Четвёртый аргумент: демонстрация метода гипотез
Четвёртый аргумент – ответ на возражение Кебета, предваряемый «интеллектуальной автобиографией» Сократа. Он рассказывает, как в юности увлекался натурфилософией, а потом пришёл к другому способу исследования – не через вещи, а через логос. Здесь же он высказывает свою главную гипотезу, на основании которой строятся все его аргументы, – гипотезу существования «прекрасного», «благого» и прочих «самих по себе», т. е. незримых самотождественных вечных эйдосов, благодаря причастности которым «соименные» им вещи в чувственном мире получают соответствующие качества. Сократ говорит, что, поскольку душа их воспринимает, это даёт возможность доказать её бессмертие.
В 4-м аргументе он исходит из того, что противоположные эйдосы, в отличие от противоположных вещей (ср. с первым аргументом), никогда не переходят друг в друга.
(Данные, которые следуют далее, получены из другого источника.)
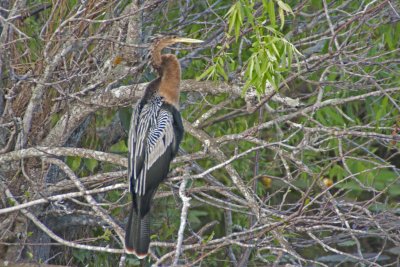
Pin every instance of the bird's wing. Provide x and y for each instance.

При этом он утверждает, что вещи, причастные определённым эйдосам и определяемые ими как сущности, не могут принять в себя противоположные эйдосы: например, число три определяется идеей нечётности, и потому идея чётности никогда не приблизится к этому числу. Таким образом, хотя тройка не противоположна чётному, она его не принимает, поскольку сущностный для неё эйдос нечётности противоположен чётному. Он говорит, что причина тепла в теле не «тёплое», а огонь, а причина нечётности в числе не нечётность, а единица. Это значит, что есть некие чувственные «носители» («формы», μορφή) эйдосов, всегда сопряжённые именно с этими эйдосами и никогда не принимающие противоположные эйдосы. Поэтому снег всегда тает, приближаясь к огню: с точки зрения первого аргумента вода превращается в огонь, а с точки зрения четвёртого аргумента эйдос холода всегда остаётся собой, никак не совмещаясь с эйдосом тепла. Перенося это на душу, получаем, по словам Сократа, следующее: чтобы тело было живым, в нём должна быть душа. Душа всегда привносит в тело эйдос жизни, как единица привносит в число эйдос нечётности. Следовательно, душа не принимает эйдос, противоположный тому, что сама она всегда вносит, а значит, не принимает смерть и не причастна ей. Поскольку душа признана бессмертной, делается вывод, что она принципиально неуничтожима.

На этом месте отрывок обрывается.